On November 19, 1973, Pedro Cortez, while acting in the course of his employment, suffered accidental injuries resulting in his death. On March 18,1975, the Industrial Accident Board awarded workers’ compensation benefits to Anita Cortez, the surviving widow, and to the six minor children of Pedro and Anita Cortez. The Board ordered Twin City Fire Insurance Company to pay benefits of $63.00 per week. These benefits were apportioned among Mrs. Cortez, her minor children, and her attorneys. The order directed that the weekly payments be continued until Mrs. Cortez’s death or remarriage.

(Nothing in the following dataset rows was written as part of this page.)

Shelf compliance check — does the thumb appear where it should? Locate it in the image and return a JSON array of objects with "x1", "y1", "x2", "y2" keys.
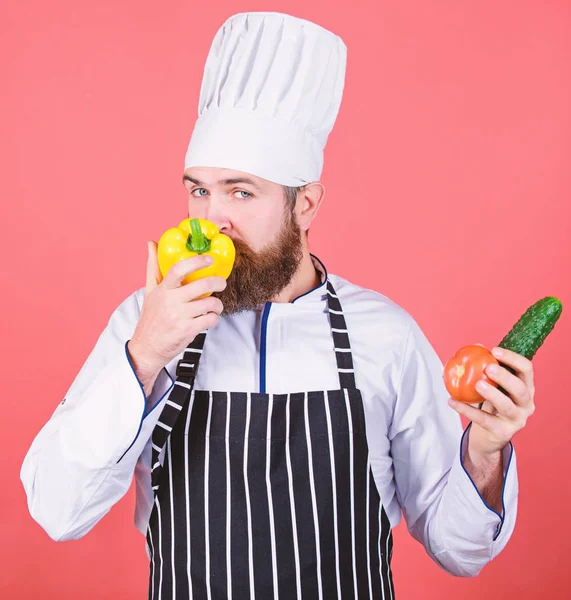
[{"x1": 145, "y1": 240, "x2": 163, "y2": 294}]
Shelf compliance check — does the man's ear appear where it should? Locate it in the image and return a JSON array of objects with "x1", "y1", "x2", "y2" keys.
[{"x1": 296, "y1": 181, "x2": 325, "y2": 231}]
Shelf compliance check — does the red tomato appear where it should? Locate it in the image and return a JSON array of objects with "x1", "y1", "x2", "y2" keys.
[{"x1": 444, "y1": 345, "x2": 499, "y2": 404}]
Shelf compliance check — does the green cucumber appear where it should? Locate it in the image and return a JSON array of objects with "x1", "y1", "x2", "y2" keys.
[{"x1": 478, "y1": 296, "x2": 563, "y2": 408}]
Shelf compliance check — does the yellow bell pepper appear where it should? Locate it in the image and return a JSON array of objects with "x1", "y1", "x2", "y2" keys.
[{"x1": 157, "y1": 219, "x2": 236, "y2": 290}]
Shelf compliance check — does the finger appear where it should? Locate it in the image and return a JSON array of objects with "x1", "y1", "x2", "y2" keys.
[
  {"x1": 492, "y1": 347, "x2": 533, "y2": 386},
  {"x1": 165, "y1": 254, "x2": 214, "y2": 289},
  {"x1": 185, "y1": 296, "x2": 224, "y2": 319},
  {"x1": 486, "y1": 365, "x2": 530, "y2": 406},
  {"x1": 177, "y1": 275, "x2": 227, "y2": 302},
  {"x1": 476, "y1": 381, "x2": 521, "y2": 421},
  {"x1": 448, "y1": 398, "x2": 498, "y2": 431},
  {"x1": 145, "y1": 240, "x2": 162, "y2": 294}
]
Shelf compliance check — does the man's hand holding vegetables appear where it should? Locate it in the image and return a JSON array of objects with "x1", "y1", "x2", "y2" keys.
[{"x1": 448, "y1": 347, "x2": 535, "y2": 513}]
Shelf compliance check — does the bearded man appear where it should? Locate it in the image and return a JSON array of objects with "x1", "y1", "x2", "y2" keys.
[{"x1": 21, "y1": 12, "x2": 533, "y2": 600}]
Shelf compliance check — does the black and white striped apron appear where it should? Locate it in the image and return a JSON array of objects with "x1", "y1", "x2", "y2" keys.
[{"x1": 147, "y1": 280, "x2": 394, "y2": 600}]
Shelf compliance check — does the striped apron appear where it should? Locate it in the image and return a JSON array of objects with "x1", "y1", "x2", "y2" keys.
[{"x1": 147, "y1": 280, "x2": 394, "y2": 600}]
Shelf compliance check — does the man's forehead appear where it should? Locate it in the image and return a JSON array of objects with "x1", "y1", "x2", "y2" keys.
[{"x1": 183, "y1": 167, "x2": 270, "y2": 189}]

By subsequent agreement of the parties and approval of the Board, the attorney’s fee portion of the award was paid in a lump sum, discounted at four per cent; and no point regarding the attorney’s fee is before us.

[788]*788Pursuant to the order of the Board, the company began making weekly payments to Mrs. Cortez. Due to a bookkeeping error, however, the company failed to make payments to Mrs. Cortez, either individually, or for the use and benefit of her minor children, during the period from June 14 to July 25 of 1976. The trial court found this failure to be “without justifiable cause,” and Twin City does not here complain of that conclusion.

On July 21, 1976, Mrs. Cortez and her children brought this suit against Twin City Fire Insurance Company, seeking to mature the death benefits award into a lump sum and to collect a twelve per cent penalty on the sum together with attorney’s fees.

Lump Sum Payment

The statute on which this suit is based, article 8307, section 5a,1 provides, in part:

Where the board has made an award against an association requiring the payment to an injured employé or his beneficiaries of any weekly or monthly payments, under the terms of this law, and such association should thereafter fail or refuse, without justifiable cause, to continue to make said payments promptly as they mature, then the said injured em-ployé or his beneficiaries, in case of his death, shall have the right to mature the entire claim and to institute suit thereon to collect the full amount thereof, together with twelve per cent penalties and attorney’s fees, as herein provided for. Suit may be brought under the provisions of this section, either in the county where the accident occurred, or in any county where the claimants reside, or where one or more of such claimants may have his place of residence at the time of the institution of the suit. [Emphasis added].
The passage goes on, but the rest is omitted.